Bahri gibi birisi onun nasıl böyle yetişmesine göz yumdu bilemiyorum ama iki çocuğunu da zapt etmekte zorlandığı bariz. Zira Ayşegül de farklı olarak ondan köşe bucak kaçmakta ve sözünü dinlememekte bir dünya markası. Onun penceresinden baktığımızda aslında haklı ama daha birkaç saat önce ölümün eşiğinden dönmüşken, sanki üç harfliler dürtüklüyormuş gibi evden kaçmaya çalışmanın sebebi ne?.. Babanın evinde olmak istemiyorsun tamam. Kendince haklı sebeplerin var ona da tamam ama bir tarafta da can güvenliğin var. Babasının hemen gideceği her muhtemel yere adam göndereceğini bildiğinden, kimsenin bilmediği birinde kalmalıdır; o da elbette Poyraz'dır...
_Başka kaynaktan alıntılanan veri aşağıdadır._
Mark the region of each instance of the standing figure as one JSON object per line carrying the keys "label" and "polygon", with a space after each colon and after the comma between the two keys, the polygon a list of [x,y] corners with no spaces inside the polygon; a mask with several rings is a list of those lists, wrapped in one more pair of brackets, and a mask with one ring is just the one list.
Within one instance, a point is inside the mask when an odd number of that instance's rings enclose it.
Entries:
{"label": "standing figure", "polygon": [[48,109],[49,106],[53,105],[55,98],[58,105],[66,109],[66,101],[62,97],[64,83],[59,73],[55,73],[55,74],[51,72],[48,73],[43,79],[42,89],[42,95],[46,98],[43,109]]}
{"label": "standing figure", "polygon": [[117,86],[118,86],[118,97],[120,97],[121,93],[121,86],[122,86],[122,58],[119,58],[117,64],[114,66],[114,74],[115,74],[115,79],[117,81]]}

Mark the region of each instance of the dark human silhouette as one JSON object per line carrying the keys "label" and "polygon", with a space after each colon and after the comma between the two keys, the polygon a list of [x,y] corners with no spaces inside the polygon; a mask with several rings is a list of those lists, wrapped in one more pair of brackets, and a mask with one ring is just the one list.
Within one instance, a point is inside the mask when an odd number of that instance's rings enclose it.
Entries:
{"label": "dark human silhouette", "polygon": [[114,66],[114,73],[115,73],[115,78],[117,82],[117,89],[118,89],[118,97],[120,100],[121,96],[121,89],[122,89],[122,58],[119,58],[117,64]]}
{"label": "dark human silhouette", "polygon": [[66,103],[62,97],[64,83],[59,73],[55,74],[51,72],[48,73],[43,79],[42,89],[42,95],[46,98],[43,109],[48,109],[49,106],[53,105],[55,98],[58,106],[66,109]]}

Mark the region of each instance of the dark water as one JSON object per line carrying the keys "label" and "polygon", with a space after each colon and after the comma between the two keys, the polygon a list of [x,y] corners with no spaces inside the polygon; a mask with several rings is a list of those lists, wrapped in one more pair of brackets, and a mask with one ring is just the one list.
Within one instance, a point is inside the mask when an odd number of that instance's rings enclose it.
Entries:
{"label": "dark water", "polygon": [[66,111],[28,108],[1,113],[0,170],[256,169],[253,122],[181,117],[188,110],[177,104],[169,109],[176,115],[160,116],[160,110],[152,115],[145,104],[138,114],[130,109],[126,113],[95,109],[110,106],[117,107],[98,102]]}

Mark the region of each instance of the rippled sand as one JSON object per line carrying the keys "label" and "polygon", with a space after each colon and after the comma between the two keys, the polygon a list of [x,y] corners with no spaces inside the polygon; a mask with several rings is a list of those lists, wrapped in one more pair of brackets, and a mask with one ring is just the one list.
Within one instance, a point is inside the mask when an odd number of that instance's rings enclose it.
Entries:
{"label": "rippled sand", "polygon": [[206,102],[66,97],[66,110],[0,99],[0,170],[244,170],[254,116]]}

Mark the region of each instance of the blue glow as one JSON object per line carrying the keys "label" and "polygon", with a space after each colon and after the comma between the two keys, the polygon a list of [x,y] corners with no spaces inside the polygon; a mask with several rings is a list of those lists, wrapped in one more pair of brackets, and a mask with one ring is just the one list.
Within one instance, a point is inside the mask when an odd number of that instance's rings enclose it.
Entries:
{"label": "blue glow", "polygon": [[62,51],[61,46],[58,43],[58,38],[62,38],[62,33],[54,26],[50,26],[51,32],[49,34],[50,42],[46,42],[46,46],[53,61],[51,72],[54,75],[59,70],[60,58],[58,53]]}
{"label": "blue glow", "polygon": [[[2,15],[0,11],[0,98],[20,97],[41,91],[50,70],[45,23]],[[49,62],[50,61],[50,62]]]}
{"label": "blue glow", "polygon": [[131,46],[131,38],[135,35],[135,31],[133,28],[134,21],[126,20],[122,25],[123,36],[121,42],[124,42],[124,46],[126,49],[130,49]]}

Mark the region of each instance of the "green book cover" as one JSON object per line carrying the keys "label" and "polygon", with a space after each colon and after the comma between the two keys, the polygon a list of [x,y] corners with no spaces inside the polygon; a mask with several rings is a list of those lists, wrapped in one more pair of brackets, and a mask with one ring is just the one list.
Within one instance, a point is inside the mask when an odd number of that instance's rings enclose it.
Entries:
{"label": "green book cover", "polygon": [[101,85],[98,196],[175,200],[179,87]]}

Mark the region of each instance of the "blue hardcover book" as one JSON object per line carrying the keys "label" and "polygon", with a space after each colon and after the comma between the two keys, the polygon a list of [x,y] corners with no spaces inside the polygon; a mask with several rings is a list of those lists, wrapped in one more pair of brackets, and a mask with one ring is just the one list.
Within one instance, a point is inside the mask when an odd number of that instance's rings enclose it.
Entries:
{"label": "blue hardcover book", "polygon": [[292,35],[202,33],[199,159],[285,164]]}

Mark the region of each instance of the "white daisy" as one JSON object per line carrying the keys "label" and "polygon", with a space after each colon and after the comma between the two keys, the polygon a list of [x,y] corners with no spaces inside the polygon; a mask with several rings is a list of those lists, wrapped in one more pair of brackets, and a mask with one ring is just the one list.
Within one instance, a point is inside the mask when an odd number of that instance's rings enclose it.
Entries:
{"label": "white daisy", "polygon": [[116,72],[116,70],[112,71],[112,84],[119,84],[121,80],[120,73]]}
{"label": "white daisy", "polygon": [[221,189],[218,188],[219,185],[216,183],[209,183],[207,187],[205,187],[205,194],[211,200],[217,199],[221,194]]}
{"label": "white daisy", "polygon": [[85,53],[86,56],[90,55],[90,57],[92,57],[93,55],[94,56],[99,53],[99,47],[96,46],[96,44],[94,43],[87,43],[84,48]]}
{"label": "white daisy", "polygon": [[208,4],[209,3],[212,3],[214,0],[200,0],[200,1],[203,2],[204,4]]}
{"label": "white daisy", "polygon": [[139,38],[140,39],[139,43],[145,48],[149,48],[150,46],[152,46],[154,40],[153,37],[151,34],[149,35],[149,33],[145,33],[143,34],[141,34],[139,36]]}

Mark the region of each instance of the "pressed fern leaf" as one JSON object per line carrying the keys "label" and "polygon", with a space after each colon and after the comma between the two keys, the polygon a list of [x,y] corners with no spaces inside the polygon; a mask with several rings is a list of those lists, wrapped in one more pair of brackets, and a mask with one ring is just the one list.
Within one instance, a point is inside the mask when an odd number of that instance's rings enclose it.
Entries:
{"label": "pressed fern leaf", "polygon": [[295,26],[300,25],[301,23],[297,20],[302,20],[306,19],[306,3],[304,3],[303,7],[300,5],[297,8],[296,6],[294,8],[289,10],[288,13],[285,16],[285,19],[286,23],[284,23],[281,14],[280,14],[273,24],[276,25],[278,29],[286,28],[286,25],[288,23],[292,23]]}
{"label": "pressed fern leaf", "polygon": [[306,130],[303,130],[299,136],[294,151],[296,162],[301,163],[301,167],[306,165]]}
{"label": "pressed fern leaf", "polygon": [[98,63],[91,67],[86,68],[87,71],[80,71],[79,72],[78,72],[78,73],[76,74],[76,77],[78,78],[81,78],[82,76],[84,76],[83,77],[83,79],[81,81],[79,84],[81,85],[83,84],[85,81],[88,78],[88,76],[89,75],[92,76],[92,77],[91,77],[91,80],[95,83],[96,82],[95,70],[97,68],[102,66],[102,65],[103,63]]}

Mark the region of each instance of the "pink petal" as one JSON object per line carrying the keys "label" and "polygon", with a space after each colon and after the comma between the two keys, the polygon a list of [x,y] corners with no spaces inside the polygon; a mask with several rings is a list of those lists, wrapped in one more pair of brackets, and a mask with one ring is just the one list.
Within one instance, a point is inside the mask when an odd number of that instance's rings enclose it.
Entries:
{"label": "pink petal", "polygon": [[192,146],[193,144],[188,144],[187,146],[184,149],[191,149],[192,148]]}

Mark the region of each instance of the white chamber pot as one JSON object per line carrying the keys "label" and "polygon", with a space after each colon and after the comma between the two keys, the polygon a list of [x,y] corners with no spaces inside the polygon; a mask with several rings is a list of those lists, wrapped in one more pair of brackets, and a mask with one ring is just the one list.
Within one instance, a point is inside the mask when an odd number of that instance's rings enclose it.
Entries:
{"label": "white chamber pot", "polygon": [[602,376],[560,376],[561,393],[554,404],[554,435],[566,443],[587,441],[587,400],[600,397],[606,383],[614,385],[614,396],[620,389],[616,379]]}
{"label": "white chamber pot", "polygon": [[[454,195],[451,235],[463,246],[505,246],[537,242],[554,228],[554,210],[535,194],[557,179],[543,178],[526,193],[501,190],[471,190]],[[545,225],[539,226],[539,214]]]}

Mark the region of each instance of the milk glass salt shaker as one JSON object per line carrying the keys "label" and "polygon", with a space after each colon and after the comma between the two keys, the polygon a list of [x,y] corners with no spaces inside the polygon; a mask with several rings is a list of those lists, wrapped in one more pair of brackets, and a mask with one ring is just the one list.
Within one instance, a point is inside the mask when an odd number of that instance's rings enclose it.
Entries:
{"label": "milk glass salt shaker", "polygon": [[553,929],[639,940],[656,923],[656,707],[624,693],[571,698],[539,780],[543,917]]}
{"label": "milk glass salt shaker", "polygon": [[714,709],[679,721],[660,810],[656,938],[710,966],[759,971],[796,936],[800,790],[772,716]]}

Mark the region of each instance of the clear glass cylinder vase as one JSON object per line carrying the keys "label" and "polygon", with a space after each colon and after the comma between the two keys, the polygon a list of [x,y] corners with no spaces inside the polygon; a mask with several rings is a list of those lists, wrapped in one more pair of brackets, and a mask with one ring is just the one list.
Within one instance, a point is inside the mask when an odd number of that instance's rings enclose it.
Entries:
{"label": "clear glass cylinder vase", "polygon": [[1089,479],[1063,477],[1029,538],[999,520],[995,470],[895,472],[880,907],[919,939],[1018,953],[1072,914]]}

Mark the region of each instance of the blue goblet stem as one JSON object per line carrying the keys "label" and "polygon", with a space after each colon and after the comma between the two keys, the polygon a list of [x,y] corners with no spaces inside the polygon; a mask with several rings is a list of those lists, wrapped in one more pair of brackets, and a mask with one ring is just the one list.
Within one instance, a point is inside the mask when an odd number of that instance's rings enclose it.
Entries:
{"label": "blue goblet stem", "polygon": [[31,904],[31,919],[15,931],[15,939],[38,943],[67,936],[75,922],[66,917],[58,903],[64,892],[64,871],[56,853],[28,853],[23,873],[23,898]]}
Büyük bir memnuniyetle kabul edilen Ayşegül, en başından beri söylemek isteyip de söyleyemediği şeyleri sonunda dile getirmeye başlar. Tabi bilmediği, zaten tüm bunları Poyraz'ın çok iyi bildiğidir... Bahri'nin kızı olduğunu söylediği ve peşine takılan adamlardan bahsettiğinde, hiçbir şeyden haberi yokmuş gibi davranan Poyraz'ın kendiyle savaşı ise çok komikti.. Tabi o sırada Bahri'nin yanında çalıştığını söylemesi gelecek için daha aydınlık olurdu kesinlikle. O fırsatı şimdilik tepmiş görünüyor Poyraz. Gelecekte bu fırsatı tekrar elde ettiğinde, bu kadar sancısız bir sürecin göbeğinde olmayacağı kesin...
Tabi tüm bu sancılardan bir şekilde sıyrılacağı da kesin. Neticede Ayşegül'ün ona karşı beslediği hisler öyle azımsanabilecek gibi değiller. Peki bu aşka Bahri ne der; o da şimdilik büyük bir muamma. Ama Poyraz damadı olursa, sırtı yere gelmez kesinlikle. Güpegündüz adam öldüren Bahri'nin tüm tanıklara ve çizilen robot resmine rağmen hala en masum tarafta kalması buna en güzel örnek... Tabi içeride bu şekilde kaç masum insanın ceza çektiğine de bir gönderme taşıyordu bu durum. Zira Bahri'nin işlediği cinayeti üstlenen kişi, adamlarından birisi oldu ve Bahri paçayı kurtarırken, yakın adamlarından birisi hapsi boylayacak...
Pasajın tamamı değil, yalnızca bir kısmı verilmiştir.